Eine aktuelle Studie von McKinsey analysiert den derzeitigen Stand der Dekarbonisierung des Straßenverkehrs in Europa. Angesichts dieser Fragen erhebt sich die Frage: Wer ist schuld, dass Europas Autoindustrie bei dieser Transformation so ins Hintertreffen geraten ist? Damit könnten 440 Milliarden Euro – ein Drittel der Wertschöpfung der Industrie – bis 2035 verloren gehen.

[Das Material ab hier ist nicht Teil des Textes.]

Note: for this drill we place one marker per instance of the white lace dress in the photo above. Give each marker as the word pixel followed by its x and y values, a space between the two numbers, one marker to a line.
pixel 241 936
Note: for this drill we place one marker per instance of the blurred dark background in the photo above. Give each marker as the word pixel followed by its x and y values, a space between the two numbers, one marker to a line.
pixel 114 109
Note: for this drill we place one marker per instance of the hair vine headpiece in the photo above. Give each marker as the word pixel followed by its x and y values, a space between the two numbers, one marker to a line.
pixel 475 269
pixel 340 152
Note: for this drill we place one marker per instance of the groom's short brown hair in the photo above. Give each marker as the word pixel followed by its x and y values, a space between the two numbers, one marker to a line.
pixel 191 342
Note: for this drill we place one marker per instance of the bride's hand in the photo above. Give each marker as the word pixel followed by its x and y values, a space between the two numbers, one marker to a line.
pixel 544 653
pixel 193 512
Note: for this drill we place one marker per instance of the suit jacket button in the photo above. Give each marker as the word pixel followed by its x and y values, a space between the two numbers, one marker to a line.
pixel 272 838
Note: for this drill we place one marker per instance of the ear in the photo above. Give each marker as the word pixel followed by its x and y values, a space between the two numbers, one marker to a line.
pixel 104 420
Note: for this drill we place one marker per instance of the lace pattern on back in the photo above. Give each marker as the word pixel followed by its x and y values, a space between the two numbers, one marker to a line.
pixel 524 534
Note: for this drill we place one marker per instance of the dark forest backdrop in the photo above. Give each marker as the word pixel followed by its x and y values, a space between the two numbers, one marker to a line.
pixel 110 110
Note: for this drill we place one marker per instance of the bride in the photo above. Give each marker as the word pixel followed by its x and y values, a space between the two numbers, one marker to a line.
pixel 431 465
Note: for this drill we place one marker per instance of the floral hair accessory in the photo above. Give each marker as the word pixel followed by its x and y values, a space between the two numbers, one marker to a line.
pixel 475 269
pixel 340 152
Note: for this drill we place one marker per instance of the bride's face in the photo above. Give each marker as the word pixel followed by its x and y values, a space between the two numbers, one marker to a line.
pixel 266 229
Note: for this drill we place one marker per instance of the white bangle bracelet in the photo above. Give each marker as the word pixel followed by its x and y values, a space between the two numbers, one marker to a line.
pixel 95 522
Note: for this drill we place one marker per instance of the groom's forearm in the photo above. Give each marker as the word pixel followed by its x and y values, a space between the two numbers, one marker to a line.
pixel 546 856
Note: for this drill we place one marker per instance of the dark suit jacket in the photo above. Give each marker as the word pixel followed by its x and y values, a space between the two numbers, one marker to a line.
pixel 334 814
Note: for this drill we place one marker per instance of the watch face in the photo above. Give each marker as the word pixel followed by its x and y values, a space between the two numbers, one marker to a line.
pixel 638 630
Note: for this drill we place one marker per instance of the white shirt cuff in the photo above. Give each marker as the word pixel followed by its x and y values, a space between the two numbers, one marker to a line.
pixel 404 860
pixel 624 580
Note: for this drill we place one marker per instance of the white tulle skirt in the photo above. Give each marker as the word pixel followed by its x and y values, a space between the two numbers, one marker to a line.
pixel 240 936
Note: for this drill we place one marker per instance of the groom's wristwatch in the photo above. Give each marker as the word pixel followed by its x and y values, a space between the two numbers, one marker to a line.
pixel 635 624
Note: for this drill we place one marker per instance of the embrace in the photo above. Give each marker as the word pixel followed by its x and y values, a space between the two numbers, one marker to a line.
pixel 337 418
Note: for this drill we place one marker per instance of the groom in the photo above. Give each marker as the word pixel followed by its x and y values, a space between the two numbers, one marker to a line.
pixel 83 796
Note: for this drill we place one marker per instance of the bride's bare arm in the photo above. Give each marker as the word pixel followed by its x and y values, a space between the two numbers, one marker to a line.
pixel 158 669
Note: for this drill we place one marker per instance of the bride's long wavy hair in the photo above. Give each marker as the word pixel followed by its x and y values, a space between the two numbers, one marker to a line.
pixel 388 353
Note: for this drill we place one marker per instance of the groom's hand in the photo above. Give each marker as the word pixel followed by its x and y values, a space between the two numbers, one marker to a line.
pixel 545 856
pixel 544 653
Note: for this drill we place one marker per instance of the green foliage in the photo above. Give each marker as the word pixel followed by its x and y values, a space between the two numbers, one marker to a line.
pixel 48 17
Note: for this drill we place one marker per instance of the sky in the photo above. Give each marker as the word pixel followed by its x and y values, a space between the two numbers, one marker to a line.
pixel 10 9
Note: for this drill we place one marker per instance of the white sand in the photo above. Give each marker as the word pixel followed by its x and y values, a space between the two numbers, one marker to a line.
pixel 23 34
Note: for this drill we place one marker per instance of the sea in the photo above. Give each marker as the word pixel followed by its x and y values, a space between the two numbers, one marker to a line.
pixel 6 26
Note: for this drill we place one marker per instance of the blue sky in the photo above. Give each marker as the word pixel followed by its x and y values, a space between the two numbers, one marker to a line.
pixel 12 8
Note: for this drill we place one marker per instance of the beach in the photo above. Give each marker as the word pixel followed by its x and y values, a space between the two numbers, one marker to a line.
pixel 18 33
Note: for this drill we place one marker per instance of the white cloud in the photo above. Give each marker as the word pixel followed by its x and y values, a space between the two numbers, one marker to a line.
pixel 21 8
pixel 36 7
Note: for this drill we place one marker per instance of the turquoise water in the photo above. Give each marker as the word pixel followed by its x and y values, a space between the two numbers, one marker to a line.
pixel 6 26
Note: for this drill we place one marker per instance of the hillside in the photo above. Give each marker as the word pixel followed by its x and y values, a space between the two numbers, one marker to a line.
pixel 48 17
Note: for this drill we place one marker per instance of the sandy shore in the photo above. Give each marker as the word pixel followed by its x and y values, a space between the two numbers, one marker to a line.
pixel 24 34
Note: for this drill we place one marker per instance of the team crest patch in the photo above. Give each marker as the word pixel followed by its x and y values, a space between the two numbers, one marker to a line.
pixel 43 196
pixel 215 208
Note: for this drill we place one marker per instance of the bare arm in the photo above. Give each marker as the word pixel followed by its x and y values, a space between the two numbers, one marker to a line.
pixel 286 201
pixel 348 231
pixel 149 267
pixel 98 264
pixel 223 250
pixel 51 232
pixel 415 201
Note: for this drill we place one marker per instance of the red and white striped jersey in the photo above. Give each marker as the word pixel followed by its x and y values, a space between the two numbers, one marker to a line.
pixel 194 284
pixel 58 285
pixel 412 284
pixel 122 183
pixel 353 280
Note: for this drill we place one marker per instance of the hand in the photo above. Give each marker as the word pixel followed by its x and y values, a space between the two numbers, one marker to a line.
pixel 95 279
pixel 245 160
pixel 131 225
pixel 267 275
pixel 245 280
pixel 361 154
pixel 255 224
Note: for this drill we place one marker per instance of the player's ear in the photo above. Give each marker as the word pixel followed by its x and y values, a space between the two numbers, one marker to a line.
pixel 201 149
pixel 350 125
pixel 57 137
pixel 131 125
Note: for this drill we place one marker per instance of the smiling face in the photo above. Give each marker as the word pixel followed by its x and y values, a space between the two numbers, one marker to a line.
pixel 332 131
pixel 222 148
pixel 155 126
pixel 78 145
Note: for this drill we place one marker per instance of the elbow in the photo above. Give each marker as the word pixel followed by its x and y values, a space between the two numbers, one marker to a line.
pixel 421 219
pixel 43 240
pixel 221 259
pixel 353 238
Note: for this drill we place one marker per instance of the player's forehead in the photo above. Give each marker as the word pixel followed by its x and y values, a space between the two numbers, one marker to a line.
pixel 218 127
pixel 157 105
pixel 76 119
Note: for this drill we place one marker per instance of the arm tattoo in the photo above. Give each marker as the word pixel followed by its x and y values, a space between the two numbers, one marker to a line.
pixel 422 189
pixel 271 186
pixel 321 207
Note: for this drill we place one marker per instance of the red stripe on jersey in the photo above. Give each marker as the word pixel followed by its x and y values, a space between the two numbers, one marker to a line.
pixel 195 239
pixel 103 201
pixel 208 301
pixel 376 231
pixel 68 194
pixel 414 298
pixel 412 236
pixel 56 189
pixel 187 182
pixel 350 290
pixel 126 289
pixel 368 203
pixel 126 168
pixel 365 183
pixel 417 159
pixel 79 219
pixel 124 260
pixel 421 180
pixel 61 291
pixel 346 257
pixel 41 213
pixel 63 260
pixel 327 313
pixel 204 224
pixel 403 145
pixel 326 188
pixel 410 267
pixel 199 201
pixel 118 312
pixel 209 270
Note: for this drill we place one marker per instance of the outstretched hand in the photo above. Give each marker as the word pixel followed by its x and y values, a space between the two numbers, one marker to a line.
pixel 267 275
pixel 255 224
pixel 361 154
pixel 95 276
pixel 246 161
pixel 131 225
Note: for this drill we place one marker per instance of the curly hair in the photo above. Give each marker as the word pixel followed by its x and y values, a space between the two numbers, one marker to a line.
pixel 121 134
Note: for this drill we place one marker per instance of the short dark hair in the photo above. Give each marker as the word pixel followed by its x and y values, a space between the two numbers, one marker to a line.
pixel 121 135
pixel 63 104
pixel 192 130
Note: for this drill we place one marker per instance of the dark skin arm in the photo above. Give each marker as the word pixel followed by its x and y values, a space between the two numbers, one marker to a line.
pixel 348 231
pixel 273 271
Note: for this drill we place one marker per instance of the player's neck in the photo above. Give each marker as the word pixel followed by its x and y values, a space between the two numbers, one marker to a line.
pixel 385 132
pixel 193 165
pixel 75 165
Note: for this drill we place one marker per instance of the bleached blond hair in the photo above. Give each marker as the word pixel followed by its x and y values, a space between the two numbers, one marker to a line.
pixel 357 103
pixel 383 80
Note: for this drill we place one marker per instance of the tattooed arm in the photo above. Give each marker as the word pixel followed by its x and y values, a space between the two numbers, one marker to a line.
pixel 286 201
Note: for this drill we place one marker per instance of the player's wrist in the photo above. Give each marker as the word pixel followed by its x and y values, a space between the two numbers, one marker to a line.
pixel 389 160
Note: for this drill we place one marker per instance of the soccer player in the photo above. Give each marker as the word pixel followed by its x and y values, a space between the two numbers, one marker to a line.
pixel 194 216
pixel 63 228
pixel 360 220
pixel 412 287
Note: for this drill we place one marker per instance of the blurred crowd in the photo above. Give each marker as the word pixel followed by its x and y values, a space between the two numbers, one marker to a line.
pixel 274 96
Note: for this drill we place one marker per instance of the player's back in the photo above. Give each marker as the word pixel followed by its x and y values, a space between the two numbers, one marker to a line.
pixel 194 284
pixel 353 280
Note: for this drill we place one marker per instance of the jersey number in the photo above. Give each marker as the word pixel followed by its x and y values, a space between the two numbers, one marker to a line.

Die McKinsey-Ermittlungen ergaben, dass von der Autoindustrie 7 Prozent der europäischen Bruttoinlandsproduktion erwirtschaftet werden. Ihr kann man den Schwarzen Peter nicht anhängen: 150 Milliarden Euro werden von ihr jährlich in die Umstellung auf die E-Mobilität und die damit verbundenen Problemkreise gepumpt. Bis 2032 werden 350 neue Modelle auf den Markt kommen, um die politischen Vorgaben von Brüssel zu erfüllen.
Die Notwendigkeit einer europäischen Wertschöpfung haben die EU-Politiker dabei völlig vernachlässigt: Aktuell liegt bei einem in Europa produzierten und verkauften „Verbrenner“ die europäische Wertschöpfung bei 85–90 Prozent. Bei einem von einem Europäer in Europa produzierten batterieelektrischen Auto sinkt dieser Anteil – vor allem durch die von asiatischen Produzenten gelieferten teuren Batterien – auf 70–75 Prozent. Wenn diese „Nicht-Europäer“ nun ihre E-Autos selbst in Europa produzieren, liegt der Europa-Anteil nur noch bei 55–60 Prozent. Bei einem nach Europa importierten E-Kfz sinkt der europäische Wertschöpfungsanteil überhaupt auf 15–20 Prozent.
Die Brüsseler Vorgaben waren – kombiniert mit einem Importverbot für billiges russisches Erdgas und Erdöl – eine Steilvorlage für asiatische Exporteure: Die Energiepreise sind in Europa doppelt so hoch wie in den USA und China. Dazu kommt Europas Asien-Abhängigkeit bei den für Europas Kfz-Produzenten „strategischen Rohstoffen“. 40 Prozent der globalen Minenkapazitäten für Batteriematerialien und 80 Prozent des Refinings liegen in chinesischer Hand. Damit beherrschen sie 80 Prozent der weltweiten Batterie-Wertschöpfungskette. Mit der Folge, dass Europas Hersteller seit 2017 im Zuge der überambitionierten europäischen Transformation ein Fünftel ihres weltweiten Marktanteils verloren haben. Ihr Anteil liegt nur noch bei 24 Prozent – gleichauf mit chinesischen Kfz-Herstellern und Tech-Unternehmen.
Die Brüsseler Strategen haben zusätzlich alles überreguliert und gleichzeitig auf das für E-Autos erforderliche Ökosystem vergessen. Um Europa auf einen nachhaltigen Null-Emissionspfad zu bringen, muss die Ladeinfrastruktur bis 2035 um den Faktor 6 ausgebaut werden. Der Ausbau des Stromnetzes an den neuralgischen Punkten und 350 Milliarden Euro sind dafür nötig. Dafür gibt es in Europa doppelt so viele regulatorische Bürden als in China – deshalb dauern bei uns Genehmigungsverfahren zehnmal länger als dort. Angesichts dieses Umfeldes ist es nicht verwunderlich, dass völlig neue chinesische Anbieter ihre europäische Konkurrenz um 20 bis zu 50 Prozent unterbieten. So sind Europas Konsumenten beim Kauf von E-Autos zurückhaltend: Von den technikaffinen Chinesen würden künftig nur noch 18 Prozent einen Verbrenner kaufen, in Europa sind es 49 Prozent; in den USA – dank der billigen Sprit-Preise – sogar 70 Prozent.
Patrick Schaufuss, McKinsey Partner und Co-Autor dieser Studie, gibt sich bei dem von ihm vorgeschlagenen Maßnahmenpaket dennoch optimistisch: „Die europäische Autoindustrie steht immer noch auf einem starken Fundament – auf diesem muss sie jetzt mutig umsteuern.“ Da bin ich skeptischer: Kommen zu Brüssels Fehlern der Vergangenheit jetzt auch noch zusätzliche weltweite handelspolitische Spannungen hinzu, wird Europas einst so erfolgreiche Kfz-Industrie ihre Führungsrolle letztlich an China abtreten müssen.